General information
- Type: Kit aircraft
- National origin: United States
- Manufacturer: Pop's Props Simplex Aeroplanes
- Designer: Scott Land
- Status: In production
- Number built: 5 (1998)

History
- First flight: 1996
- Developed from: Pop's Props Cloudster

= Pop's Props Zing =

American homebuilt light aircraft

The Pop's Props Zing is a single seat, open-cockpit, parasol wing, single-engine monoplane, first flown in 1996. The aircraft was designed by Scott Land and produced by Pop's Props of Cooksville, Illinois in the form of plans and an aircraft kit. The company is no longer in business and the aircraft kit is now available from Simplex Aeroplanes of Old Saybrook, Connecticut.

The aircraft was designed for the FAR 103 Ultralight Vehicles category, including the category's 254 lb empty weight limit. The standard empty weight of the Zing is 249 lb.

==Design and development==
The Zing was designed as a higher performance version of the Cloudster, with a smaller wing with a span 4.5 ft less than the Cloudster, yielding higher cruise speeds at the price of a higher stall speed.

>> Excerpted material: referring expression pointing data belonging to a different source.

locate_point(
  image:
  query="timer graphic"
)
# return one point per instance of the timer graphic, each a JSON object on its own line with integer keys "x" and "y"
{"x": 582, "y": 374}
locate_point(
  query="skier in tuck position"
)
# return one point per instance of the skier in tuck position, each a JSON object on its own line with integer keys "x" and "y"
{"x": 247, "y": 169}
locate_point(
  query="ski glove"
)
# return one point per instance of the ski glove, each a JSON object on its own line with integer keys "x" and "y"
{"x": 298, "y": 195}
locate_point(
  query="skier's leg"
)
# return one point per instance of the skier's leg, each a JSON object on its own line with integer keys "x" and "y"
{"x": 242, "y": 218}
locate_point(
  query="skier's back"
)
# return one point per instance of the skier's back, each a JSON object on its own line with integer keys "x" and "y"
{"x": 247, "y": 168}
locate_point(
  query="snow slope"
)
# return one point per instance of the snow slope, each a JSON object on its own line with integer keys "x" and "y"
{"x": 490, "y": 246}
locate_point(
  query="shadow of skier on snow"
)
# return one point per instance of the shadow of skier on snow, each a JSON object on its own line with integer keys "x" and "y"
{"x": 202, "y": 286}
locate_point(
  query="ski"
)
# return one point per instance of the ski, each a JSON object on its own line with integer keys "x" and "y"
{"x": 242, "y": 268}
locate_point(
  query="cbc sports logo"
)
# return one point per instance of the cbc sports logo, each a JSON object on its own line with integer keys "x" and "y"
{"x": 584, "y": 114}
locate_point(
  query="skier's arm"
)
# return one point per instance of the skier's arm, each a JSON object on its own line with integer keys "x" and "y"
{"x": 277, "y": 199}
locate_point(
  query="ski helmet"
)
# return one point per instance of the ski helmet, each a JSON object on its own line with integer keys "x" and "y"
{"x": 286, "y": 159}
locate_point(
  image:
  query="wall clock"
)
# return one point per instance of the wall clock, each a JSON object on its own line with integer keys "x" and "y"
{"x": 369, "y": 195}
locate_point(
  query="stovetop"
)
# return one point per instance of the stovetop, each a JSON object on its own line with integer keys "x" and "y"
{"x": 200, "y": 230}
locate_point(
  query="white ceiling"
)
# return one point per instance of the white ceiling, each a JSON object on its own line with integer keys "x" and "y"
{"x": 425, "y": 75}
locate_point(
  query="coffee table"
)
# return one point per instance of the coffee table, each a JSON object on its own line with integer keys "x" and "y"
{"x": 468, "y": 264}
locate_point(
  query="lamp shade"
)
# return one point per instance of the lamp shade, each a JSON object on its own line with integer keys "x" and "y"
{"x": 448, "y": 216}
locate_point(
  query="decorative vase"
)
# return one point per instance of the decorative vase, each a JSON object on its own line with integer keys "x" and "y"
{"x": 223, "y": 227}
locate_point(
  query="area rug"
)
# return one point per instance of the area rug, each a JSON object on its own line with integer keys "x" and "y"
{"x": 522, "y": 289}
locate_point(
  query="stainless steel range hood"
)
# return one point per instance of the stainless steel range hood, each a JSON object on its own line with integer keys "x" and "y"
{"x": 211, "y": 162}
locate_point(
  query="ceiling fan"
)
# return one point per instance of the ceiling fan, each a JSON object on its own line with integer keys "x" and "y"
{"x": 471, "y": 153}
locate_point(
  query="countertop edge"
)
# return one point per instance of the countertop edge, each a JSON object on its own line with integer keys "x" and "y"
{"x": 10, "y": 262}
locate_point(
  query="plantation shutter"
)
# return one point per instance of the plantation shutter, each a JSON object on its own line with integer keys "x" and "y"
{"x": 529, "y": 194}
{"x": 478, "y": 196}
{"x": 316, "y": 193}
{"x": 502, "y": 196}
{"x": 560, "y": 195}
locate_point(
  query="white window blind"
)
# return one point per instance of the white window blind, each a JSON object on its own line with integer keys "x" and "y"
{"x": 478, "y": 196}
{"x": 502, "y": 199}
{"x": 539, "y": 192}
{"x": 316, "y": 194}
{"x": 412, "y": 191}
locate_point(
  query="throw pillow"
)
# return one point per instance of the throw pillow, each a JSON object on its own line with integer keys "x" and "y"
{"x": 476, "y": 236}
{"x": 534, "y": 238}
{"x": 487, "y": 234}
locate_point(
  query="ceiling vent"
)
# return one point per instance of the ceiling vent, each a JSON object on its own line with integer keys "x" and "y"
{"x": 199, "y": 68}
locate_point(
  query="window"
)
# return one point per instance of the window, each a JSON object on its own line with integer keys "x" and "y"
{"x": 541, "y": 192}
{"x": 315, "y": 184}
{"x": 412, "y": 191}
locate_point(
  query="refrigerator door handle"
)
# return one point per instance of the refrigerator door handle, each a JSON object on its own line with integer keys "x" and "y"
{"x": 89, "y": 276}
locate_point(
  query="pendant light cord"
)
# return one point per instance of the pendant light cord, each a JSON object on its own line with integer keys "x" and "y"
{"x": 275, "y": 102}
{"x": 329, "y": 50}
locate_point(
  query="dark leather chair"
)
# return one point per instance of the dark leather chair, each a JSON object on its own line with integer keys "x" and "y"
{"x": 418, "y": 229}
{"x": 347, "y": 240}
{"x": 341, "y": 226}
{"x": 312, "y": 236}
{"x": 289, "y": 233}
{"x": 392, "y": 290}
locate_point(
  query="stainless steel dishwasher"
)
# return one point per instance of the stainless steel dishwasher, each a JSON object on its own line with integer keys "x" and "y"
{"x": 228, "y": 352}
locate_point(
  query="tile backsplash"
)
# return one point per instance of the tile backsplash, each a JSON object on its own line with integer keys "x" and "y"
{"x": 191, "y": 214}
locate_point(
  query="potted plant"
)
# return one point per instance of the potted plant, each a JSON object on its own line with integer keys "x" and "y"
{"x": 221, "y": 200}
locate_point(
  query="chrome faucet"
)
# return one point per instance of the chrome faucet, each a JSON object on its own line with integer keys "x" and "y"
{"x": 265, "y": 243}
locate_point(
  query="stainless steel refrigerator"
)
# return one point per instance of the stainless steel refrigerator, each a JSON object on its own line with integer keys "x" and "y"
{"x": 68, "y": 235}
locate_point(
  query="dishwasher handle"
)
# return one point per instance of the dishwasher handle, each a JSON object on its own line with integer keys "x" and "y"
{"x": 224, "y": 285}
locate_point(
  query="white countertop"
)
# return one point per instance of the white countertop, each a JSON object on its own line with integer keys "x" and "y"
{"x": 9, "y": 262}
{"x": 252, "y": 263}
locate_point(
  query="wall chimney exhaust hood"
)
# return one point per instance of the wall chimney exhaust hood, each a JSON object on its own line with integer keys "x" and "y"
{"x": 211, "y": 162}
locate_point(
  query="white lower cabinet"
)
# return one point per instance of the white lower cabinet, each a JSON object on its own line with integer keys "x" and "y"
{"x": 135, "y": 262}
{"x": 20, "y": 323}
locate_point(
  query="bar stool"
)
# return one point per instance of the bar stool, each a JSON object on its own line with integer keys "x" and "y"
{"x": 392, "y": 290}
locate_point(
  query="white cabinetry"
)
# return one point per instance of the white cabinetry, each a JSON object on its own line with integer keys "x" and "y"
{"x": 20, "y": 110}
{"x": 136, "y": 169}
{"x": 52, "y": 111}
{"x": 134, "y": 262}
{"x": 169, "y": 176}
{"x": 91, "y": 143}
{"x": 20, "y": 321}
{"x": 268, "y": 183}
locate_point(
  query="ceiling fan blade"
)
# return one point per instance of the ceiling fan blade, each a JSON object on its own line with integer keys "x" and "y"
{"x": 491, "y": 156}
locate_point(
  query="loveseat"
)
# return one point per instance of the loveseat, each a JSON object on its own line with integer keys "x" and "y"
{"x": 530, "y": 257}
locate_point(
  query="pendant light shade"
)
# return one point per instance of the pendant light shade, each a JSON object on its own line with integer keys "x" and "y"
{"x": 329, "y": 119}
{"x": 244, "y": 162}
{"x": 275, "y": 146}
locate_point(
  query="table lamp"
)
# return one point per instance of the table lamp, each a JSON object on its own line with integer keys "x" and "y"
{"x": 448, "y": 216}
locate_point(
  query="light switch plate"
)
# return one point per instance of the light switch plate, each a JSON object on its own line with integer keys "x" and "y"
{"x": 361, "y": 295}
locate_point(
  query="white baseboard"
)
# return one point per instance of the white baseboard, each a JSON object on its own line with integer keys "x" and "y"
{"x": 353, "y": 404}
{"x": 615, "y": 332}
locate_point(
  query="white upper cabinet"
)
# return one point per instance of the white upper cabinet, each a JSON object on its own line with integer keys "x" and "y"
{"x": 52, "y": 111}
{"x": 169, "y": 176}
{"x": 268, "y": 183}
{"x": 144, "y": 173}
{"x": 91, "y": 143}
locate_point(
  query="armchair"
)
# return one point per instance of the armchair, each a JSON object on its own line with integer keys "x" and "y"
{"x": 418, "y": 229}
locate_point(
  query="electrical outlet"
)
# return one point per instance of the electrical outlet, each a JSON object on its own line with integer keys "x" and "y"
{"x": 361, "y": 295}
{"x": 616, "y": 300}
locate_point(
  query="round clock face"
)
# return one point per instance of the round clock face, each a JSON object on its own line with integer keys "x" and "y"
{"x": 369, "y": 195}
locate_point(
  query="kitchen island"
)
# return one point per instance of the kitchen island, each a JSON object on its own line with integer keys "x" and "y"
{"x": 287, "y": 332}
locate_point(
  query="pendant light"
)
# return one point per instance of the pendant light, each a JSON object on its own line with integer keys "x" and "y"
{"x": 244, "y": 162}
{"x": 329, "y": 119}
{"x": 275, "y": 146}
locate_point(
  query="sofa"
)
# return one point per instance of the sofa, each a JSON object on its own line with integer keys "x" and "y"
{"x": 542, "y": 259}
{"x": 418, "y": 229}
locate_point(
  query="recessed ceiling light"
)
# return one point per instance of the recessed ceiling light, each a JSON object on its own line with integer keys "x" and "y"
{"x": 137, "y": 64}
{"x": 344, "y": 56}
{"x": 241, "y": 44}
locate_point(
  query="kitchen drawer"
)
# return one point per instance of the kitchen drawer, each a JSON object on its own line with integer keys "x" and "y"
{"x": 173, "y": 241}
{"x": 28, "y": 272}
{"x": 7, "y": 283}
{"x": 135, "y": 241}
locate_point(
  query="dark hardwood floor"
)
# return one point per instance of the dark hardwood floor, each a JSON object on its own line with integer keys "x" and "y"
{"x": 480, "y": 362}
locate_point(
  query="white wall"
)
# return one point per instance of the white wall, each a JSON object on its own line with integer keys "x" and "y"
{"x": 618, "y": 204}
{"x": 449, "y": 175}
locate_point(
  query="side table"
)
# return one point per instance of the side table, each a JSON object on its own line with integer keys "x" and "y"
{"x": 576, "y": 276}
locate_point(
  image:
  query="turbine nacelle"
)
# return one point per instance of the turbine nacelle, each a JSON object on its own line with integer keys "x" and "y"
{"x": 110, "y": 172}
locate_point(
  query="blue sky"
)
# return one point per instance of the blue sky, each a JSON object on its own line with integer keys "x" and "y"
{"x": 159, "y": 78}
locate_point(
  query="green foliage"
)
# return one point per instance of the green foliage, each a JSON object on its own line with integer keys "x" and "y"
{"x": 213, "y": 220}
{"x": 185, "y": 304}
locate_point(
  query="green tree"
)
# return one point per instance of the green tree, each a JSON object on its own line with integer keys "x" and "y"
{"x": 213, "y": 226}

The Zing is constructed of wood and covered in aircraft fabric. The landing gear is conventional with sprung aluminum main gear and a steerable tailwheel. The double surfaced wing is strut-braced with two parallel main struts and jury struts per side. The wing features 60% span ailerons and the whole wing can be removed for transport or storage. Available engines include the Kawasaki 340-LC liquid-cooled engine of 35 hp, the Half VW of 45 hp as well as several Rotax engines. The designer recommended power range is 28 to 40 hp.

Due to the laborious wood and fabric construction, builder completion time is estimated at 300-500 man-hours from plans or 200 man-hours from the kit. The kit is available as a single kit or as several sub-kits.